Openshift-ansible: oc veriosn v1.2.0-1-g7386b49 , doesnt seem stable

Created on 15 Jun 2016 · 38Comments · Source: openshift/openshift-ansible

Hi , I am installing origin from latest openshift-ansible branch , now I am trying to deploy docker-registry , But it always gives

Error syncing pod, skipping: failed to "StartContainer" for "POD" with ErrImagePull: "Tag v1.2.0-1-g7386b49 not found in repository docker.io/openshift/origin-pod"

Could you please tell me where is the stable version so that I can try that out. Daily I see some changes and always stuck with the deployment :(

Source

priyanka5

Most helpful comment

I have built a fixed origin for centos (origin-1.2.0-2.el7). This will take care of the problem.
https://cbs.centos.org/koji/buildinfo?buildID=11297
It currently is in the centos paas testing repo, and has been marked to go into the released repo. I'm not positive how soon it takes for packages to get into the relesed repo. Hopefully by Monday, possibly sooner.

tdawson on 17 Jun 2016

🎉1 👍1

All 38 comments

@sdodson @tdawson This seems related to the centos sig work being done for origin?

abutcher on 15 Jun 2016

@abutcher this isoc version v1.2.0-1-g7386b49 so it tries to pull images with tags: v1.2.0-1-g7386b49 but this tag does not exist in the openshift origin registry on dockerhub.

ghost on 16 Jun 2016

Safe to call this a duplicate of https://github.com/openshift/origin/issues/9315 ?

dgoodwin on 16 Jun 2016

Yeah, not sure if the origin issue should be considered a dupe of this or
the otherway around. It's really in the centos packaging process which is
contained in neither of these two repos :-(

On Thu, Jun 16, 2016 at 8:30 AM, Devan Goodwin [email protected]
wrote:

Safe to call this a duplicate of openshift/origin#9315
https://github.com/openshift/origin/issues/9315 ?

—
You are receiving this because you were mentioned.
Reply to this email directly, view it on GitHub
https://github.com/openshift/openshift-ansible/issues/2045#issuecomment-226471110,
or mute the thread
https://github.com/notifications/unsubscribe/AAC8IXjCa8DdQ4EfBX_fCe7M56TdtGUdks5qMUHmgaJpZM4I2BCV
.

sdodson on 16 Jun 2016

I am in the middle of reworking the CentOS packaging process. If there are certain things that are being left out, now is the time to say what they are.
The issue I see right now is that the origin spec file is still at version 0.0.1 (for testing reasons) which means that any build of the origin rpm's are completely independent of any other builds. Thus the tags are going to be different.
I would really like fix the main origin spec file, and workflow if needed, so that it is easy for people to build the origin rpm in a consistent manner.

tdawson on 16 Jun 2016

@tdawson : in centos 7 it says NetworkManager should also be enabled before installation. Does it really required?

priyanka5 on 16 Jun 2016

@priyanka5 I'm not the correct person to ask about that. All I know is that it should be the same as RHEL. We haven't done anything special to CentOS to make OpenShift different on it.

tdawson on 16 Jun 2016

Is there a workaround in the mean time? Kinda dead in the water here.

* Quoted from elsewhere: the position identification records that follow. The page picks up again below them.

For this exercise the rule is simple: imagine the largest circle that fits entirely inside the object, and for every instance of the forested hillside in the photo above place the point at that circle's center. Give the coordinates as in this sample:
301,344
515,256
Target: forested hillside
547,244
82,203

I've tried editing the "image" value by hand to "v1.2.0" in the dc's and in "/etc/origin/master/master-config.yaml", and redeployed but it keeps trying to grab the "v1.2.0-36-g4a3f9c5" tag.

boweeb on 17 Jun 2016

@boweeb, for me it worked to edit the dc's. (Which is kinda stupid solution but okay). My first deployement faild. By editing the dc a new deployment was triggered and it pulled the right image.

ghost on 17 Jun 2016

tdawson on 17 Jun 2016

🎉1 👍1

Thank you. We are looking forward. We have installed openshift from openshift-ansible on github.com on last friday and it does not working.

kfrydrys on 20 Jun 2016

@lvthillo can u explain please what do u mean for "edit the dc's" ?
I have the same issue , I tried to change master-config.yaml/node-config.yaml files on master and node-config.yaml file on each node , the line "false" to "true" for the image section. One registry now is deployed but a second one has the same issue.
Please share some detail , thank you for your time

alessiodini on 20 Jun 2016

@adini83
I meant:

$ oc project default
$ oc get dc
NAME              REVISION   REPLICAS   TRIGGERED BY
docker-registry   6          1          config
router            1          1          config
$ oc edit dc docker-registry

//So edit the deploymentConfig of the pod/container (to change which image you want to use).
//edit this section:

image: openshift/origin-docker-registry:v1.2.0-1-g7386b49
        imagePullPolicy: IfNotPresent

Edit the tag of your image (v1.2.0-1-g7386b49) to an existing tag on docker hub (v1.2.0)

Changing dc will automatically trigger a new deployment with the image you specified.
This is a workaround. Not a solution for a stable environment.

ghost on 20 Jun 2016

I try immediatelly thank you!!

alessiodini on 20 Jun 2016

@lvthillo I've made those changes to my DCs and it still tries to pull the bad tag when I start a new deployment. Unfortunately in my case, this leaves OpenShift completely unusable as it's a new install. Installing the fixed package from testing doesn't appear to fix the problem; it simply changes the tag it tries to pull to v1.2.0-rc1-13-g2e62fab.

stevenmirabito on 20 Jun 2016

Hello Steve I think I found the best solution!
Just delete both registry and router , and create them with --images= option !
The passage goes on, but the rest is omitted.